甘い生活を夢見る私は、甘くない彼に甘やかされる
LIFE.4

「――……あ、空き巣が入ったワケじゃ無ぇよな……?」


 言われるままに部屋の鍵を開けてしまった私は、玄関を一歩入ったところで固まった先輩の一言に、ヒザから崩れ落ちる。

「違いますぅ!……か、片付ける時間が……」
「……時間以前の問題だろ、コレ。……明らかに、物が部屋のキャパ超えてるぞ」
 あきれながらも冷静に告げられ、私は酔いもあってか、半泣きで叫ぶ。

「仕方ないじゃないー‼今まで、好きなだけ買っても部屋に置いておけば、誰かしらが片付けてくれてたし!」

「ああ、もう、落ち着け落ち着け」

「日水先輩だって、あきれてるじゃないですかー!どうせ、私は、一人じゃ何もできない人間なんですー!もう、人として終わってるんですー‼」

「落ち着けって!夜中に騒ぐな!」

「先輩だって、大きい声出してるー!」

「あのなぁ……」

 すると、反論しようとした先輩に被せるように、隣から、ドン、と、壁を叩く音。
 私は、その大きさに身をすくめた。
「……おい、隣は男か」
「……知らないもん……。……全部、増沢がやってくれたから……」
「――……もん、って……子供か」
 先輩は、へたり込んだ私の前に座ると、その大きな手を伸ばした。

「え」

 そして、私を、あっさりと抱き上げると、辛うじて見える床をゆっくりと進む。

「え、せ、先輩?」

「――そこのクッション以外に、座れるトコは無さそうだな」

「え・え??」

 どうにか、部屋の中央にあるテーブルの前にたどり着く。
「よっこらせ、っと」
 そんな、おじさんみたいな掛け声をしながら、先輩は私を抱えたまま、へたれたクッションにゆっくりと腰を下ろした。
 その間も、私を抱きかかえる腕は、微動だにしていない。

 ――まるで、人形を持っているよう。

 ――けれど、先輩に包み込まれる感覚は、とても安心できてしまう。

 そんな思いを無理矢理無視して、私は先輩を見上げて言った。
「……先輩、私の事、小さい子供扱いしてるでしょ」
「否定はしねぇが――」
 その返しに、ムッとして顔を上げると、優しく見つめられ、全身が硬直。

 ――ああ、もう!さっきから、一体、何が起きてるのよ!

 そんな私に、先輩は、口元を上げ、諭すように言った。
「自分を女だって認識してんなら、慣れない酒はやめておけ」
「う、うるさい!」
「黙れ。また、壁ドンされるぞ」
「意味がちっ……」
 先輩は、そう叫びかけた私の顔を、自分の広い胸に押し付ける。
「――まったく……もう、寝ろ。明日は休みだし――……」
 けれど、言葉は止まる。

 視線の先には、今日のコーディネイトを悩んだ結果、ベッドの上に広げられた服が数十着。
 見回せば、雑貨や小物、アクセサリーはテーブルの上、メイクグッズやヘアケアアイテムは床一面。
 その辺に入りきらなかったアレコレは、もう、どこに何を置いているのかも、わからない。

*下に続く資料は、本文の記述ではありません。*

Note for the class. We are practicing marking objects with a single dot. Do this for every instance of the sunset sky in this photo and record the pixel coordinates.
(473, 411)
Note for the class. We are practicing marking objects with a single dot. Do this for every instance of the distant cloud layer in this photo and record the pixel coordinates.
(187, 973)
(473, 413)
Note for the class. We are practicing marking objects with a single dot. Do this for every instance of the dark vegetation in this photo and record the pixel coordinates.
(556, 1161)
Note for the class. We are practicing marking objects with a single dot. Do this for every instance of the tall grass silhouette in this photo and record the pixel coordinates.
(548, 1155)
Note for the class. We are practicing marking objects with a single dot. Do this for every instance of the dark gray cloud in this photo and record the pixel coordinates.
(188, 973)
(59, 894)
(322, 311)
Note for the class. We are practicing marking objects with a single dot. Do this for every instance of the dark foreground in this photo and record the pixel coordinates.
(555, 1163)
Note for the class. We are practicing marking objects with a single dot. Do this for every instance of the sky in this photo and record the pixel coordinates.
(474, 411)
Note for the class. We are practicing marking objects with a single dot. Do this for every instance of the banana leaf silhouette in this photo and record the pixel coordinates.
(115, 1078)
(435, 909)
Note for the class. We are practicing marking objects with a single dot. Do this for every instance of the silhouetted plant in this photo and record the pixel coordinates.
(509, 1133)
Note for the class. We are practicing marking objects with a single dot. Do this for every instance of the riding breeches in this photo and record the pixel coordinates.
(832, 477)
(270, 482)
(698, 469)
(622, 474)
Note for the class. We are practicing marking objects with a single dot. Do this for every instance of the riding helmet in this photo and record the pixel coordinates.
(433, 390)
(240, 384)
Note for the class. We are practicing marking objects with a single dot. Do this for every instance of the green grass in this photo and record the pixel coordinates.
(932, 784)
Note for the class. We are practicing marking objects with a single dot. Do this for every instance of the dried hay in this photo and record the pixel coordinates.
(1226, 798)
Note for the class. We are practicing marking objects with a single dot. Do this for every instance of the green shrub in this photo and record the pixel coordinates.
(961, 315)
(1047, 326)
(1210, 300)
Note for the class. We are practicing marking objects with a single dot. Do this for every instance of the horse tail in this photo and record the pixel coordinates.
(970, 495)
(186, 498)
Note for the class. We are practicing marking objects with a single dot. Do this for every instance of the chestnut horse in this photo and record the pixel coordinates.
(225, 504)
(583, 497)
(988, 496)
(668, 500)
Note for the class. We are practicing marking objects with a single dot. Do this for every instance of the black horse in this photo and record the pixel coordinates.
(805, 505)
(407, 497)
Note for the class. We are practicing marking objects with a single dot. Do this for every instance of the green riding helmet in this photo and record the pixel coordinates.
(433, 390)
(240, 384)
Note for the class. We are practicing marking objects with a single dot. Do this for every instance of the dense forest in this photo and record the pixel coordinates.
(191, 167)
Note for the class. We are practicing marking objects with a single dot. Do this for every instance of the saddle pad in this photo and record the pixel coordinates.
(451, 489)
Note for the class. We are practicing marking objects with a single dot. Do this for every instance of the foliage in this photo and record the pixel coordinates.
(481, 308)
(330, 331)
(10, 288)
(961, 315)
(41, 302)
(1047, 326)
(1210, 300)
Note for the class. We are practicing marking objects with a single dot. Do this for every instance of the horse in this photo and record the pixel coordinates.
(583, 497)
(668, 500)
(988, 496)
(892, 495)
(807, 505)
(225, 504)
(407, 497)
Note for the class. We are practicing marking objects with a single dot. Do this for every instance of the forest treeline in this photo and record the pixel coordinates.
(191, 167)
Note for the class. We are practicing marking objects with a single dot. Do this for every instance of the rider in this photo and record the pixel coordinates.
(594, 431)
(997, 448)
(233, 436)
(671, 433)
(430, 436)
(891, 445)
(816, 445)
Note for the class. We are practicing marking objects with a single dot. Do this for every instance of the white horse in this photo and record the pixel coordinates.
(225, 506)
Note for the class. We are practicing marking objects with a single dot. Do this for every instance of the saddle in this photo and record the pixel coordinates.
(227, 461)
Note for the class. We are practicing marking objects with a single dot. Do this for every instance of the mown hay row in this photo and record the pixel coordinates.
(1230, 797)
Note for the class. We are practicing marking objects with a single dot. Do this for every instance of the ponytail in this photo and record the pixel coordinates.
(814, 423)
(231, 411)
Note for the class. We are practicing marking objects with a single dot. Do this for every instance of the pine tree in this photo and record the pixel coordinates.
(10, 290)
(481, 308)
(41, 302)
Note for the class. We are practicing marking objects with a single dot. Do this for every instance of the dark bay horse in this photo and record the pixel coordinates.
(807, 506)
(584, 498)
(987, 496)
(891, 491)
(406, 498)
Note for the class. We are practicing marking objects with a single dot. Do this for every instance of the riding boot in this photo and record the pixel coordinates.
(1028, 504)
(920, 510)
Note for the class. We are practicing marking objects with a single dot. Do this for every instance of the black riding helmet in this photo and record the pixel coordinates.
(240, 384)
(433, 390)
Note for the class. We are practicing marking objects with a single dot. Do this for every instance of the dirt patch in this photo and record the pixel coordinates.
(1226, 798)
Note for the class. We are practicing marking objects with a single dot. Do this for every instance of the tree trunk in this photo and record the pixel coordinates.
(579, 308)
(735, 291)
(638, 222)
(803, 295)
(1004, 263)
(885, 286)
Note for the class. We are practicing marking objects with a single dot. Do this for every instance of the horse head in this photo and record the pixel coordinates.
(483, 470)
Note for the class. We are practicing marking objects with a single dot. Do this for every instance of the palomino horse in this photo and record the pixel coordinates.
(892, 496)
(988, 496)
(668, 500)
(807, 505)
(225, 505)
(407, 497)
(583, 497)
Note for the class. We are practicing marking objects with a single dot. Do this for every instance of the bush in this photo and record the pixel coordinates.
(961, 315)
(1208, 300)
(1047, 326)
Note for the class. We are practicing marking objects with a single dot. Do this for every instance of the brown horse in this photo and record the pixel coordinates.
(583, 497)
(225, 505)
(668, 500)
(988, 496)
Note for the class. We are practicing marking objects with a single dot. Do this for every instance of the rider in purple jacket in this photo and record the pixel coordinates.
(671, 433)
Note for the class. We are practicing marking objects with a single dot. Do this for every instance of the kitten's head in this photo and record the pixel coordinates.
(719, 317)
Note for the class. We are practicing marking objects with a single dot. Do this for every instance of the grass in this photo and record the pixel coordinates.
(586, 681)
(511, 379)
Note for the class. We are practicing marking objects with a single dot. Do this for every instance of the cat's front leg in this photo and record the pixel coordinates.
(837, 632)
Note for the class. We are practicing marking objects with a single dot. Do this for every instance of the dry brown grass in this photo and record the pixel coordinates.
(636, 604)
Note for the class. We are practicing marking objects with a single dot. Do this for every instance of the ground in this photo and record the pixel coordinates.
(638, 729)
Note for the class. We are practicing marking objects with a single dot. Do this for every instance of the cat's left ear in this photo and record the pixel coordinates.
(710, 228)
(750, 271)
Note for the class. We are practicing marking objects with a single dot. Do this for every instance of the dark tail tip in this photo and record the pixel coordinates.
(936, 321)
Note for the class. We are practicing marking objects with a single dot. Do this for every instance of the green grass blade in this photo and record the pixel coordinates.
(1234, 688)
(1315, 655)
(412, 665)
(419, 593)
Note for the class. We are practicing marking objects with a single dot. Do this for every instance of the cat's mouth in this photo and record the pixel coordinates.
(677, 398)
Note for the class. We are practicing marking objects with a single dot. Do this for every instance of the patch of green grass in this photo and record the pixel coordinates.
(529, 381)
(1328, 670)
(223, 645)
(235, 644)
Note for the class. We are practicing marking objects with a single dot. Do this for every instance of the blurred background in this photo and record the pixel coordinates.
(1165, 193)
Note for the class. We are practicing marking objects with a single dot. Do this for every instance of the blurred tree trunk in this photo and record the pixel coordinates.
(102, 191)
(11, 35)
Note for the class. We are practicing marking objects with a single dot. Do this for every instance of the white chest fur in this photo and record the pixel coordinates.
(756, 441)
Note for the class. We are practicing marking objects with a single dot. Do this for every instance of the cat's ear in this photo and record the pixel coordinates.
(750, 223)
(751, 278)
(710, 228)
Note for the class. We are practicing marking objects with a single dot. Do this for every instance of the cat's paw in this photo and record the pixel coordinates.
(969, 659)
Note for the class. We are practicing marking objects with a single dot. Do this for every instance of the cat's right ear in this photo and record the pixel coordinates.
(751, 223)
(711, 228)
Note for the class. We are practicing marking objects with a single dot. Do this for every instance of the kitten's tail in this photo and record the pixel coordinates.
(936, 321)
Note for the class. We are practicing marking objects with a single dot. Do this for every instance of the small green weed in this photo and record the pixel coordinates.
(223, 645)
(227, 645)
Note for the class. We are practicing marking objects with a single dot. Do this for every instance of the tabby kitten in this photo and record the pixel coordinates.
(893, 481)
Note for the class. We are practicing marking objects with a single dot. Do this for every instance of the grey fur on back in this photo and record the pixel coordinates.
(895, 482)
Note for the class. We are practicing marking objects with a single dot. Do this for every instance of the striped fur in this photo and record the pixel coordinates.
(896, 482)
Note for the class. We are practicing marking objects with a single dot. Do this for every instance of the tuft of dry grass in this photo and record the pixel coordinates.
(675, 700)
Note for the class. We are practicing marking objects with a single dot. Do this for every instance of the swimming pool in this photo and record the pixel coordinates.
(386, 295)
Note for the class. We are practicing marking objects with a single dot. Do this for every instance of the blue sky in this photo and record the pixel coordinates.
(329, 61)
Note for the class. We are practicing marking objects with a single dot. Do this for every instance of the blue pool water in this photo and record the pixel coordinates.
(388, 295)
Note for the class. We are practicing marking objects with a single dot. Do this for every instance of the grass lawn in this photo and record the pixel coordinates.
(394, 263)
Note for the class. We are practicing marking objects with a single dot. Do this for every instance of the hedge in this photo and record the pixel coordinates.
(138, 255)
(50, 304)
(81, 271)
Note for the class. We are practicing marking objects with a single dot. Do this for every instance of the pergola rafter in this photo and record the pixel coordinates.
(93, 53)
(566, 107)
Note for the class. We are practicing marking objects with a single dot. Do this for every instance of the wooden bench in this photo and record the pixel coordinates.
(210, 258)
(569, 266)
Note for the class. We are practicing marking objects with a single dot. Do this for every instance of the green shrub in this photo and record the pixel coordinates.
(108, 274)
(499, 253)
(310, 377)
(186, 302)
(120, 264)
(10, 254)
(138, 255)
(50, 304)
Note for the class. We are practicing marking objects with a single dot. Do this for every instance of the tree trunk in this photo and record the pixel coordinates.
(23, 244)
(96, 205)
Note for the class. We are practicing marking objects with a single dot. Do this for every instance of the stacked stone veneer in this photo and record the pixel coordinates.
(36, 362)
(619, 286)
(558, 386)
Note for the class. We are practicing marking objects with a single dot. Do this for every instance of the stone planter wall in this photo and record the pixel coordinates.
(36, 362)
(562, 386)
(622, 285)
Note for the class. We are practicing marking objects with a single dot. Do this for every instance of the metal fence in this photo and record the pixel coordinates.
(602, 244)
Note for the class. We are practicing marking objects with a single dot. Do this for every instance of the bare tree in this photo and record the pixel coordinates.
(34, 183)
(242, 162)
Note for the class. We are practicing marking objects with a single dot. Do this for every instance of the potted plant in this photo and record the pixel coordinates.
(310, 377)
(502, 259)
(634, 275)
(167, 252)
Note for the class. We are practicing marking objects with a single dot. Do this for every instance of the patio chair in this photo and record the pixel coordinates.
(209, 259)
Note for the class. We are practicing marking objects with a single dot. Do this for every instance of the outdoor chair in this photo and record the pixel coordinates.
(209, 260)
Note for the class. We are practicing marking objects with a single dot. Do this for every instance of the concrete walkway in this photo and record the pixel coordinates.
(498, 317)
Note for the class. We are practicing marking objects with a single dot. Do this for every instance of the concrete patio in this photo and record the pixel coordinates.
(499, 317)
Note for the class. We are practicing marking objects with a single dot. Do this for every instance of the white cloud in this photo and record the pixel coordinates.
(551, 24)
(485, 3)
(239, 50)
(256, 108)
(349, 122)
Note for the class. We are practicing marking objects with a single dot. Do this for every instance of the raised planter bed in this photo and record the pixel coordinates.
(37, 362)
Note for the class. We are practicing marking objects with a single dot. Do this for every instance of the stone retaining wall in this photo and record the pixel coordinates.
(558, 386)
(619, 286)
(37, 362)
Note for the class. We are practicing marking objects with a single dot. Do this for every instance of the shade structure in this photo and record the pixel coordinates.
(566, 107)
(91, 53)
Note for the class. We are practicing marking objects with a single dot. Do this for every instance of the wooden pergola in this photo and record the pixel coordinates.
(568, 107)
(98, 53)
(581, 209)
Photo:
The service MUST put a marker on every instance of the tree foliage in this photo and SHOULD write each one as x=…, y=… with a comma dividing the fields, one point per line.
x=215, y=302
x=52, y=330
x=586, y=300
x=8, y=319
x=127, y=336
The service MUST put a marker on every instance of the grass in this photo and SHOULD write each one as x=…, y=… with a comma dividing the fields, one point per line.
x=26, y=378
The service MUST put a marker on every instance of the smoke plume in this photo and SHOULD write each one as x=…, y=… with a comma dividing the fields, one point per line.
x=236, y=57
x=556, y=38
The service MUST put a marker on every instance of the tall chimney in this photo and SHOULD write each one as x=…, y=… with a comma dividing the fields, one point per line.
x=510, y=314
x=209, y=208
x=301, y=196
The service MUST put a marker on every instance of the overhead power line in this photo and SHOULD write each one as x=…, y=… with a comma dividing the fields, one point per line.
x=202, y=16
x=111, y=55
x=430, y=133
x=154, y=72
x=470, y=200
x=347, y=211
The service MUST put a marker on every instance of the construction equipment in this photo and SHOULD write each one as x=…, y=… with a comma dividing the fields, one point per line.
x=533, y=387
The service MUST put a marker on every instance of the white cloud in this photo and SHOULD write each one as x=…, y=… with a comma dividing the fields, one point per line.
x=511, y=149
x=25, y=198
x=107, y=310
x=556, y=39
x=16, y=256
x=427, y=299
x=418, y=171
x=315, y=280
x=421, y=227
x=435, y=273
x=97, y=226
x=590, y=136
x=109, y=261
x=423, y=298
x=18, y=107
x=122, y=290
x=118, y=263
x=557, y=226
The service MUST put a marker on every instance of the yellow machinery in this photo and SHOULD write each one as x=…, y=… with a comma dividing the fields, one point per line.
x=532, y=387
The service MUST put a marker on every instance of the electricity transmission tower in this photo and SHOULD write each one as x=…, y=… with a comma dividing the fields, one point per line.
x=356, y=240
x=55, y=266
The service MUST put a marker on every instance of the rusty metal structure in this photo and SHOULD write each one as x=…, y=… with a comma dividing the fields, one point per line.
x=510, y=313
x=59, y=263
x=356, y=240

「……ま、増沢が昨日片付けてくれたんですけどぉ……」

「――……おい、津雲田。……今日は、泊まるぞ」

「え!!?」

 ギョッとして顔を上げれば、しかめっ面の日水先輩。
「……アホ。この状況で襲えると思うか。萎えるわ」
「なっ、なっ……」
 あまりに直接的に言われ、私の顔は熱を持つ。

 ――彼氏を探し始めてから、もう一年。
 ――未だに、成功率はゼロパーセント。

 ――……そう。私は、まごう事無き――処女なのだ。

 けれど、固まっている私をよそに、先輩は、子供をなだめるように、あっさりと続ける。

「明日、一緒に片付けてやるから、な?」

「――……ハァイ……」

 若干、あきれたように言われるが、うつらうつらしてきた私は、適当にうなづくだけ。

 ――けれど――先輩の温もりで、ゆっくりと眠りに落ちていく事ができた――。